My only comment is that perhaps like minded people can raise to the occasion and save that which has NOT already been destroyed in Bend.

Bend Economy Man said...

And notice that the 55% is off of a year (2006) that was pretty much the tail-end of the boom. I'd like to see the 2005-2007 comparison.

One of the things I tried to get at with my blog is what most people realize as a matter of common sense - these things are interrelated. You don't see it so much any more, but I had a lot of pro-RE posters who would say, basically, until they saw stats indicating major across-the-board drops in home sale prices, there's no crash. And as long as no crash has happened, there's a chance no crash WILL happen.

But here we definitely have one kind of crash, right? A 55% drop in housing starts shows something drastic. It's hard to paint that as a "return to normalcy," especially because the same people who are saying that "we're just going back to normal" are the same ones who say that the new "normal" for us is people and money constantly pouring in and a growth-based economy straining to keep up.

Over the last few years most all of us, myself included, have come to see construction sites, fast growth, gentrification, etc. as part of the regular landscape here in Bend.
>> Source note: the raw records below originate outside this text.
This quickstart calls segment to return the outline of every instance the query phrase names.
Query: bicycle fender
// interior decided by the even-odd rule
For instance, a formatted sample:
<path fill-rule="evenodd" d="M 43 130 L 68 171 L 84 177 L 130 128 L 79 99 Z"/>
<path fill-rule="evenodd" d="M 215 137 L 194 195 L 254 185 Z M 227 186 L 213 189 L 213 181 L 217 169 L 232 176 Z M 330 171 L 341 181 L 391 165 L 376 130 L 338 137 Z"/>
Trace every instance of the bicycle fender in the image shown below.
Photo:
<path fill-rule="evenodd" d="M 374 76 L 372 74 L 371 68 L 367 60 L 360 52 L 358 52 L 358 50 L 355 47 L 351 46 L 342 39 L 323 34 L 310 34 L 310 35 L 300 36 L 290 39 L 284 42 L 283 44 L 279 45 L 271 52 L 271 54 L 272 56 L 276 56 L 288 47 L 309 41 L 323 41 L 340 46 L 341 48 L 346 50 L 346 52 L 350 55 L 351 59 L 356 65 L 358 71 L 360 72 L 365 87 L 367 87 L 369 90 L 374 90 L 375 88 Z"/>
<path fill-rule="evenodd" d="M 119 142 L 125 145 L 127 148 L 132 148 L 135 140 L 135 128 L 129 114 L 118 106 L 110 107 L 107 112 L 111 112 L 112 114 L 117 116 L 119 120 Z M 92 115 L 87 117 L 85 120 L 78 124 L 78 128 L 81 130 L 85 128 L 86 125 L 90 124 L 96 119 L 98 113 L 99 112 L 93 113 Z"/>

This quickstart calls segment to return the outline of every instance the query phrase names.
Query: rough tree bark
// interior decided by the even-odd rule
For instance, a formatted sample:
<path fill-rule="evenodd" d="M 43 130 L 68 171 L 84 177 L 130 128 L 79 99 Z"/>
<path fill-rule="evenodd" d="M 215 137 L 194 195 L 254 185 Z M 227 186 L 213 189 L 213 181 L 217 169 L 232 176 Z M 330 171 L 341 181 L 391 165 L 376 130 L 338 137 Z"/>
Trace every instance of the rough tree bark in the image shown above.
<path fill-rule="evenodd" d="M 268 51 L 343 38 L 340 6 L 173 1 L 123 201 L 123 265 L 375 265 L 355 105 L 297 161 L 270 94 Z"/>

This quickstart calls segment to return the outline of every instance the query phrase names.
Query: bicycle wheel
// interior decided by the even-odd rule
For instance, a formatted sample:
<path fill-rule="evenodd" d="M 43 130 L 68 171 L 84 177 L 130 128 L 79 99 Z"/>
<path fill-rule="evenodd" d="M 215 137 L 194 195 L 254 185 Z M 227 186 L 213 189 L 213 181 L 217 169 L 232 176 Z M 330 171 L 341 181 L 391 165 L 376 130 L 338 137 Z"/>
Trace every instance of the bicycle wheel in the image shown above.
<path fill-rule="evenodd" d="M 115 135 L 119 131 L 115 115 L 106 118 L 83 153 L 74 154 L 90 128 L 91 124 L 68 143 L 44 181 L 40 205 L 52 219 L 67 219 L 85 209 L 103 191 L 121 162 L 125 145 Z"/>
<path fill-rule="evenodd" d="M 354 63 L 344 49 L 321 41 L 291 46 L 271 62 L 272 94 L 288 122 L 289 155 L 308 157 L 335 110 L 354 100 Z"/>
That 55% drop in housing starts is at least SOME evidence that maybe there's a new landscape we'll have to get used to - an overbuilt one.

So what does that mean? How many partially-built-out developments do we have in Bend? How long will they take to fill? How long will we have vacant weedlots in downtown? And if this is all happening while cranes are moving into place in developments like the Old Mill District, what happens to all that? Will the contractors and their financiers continue to pour resources into finishing big projects that won't be finished for over a year as profitability projections are constantly being revised downward?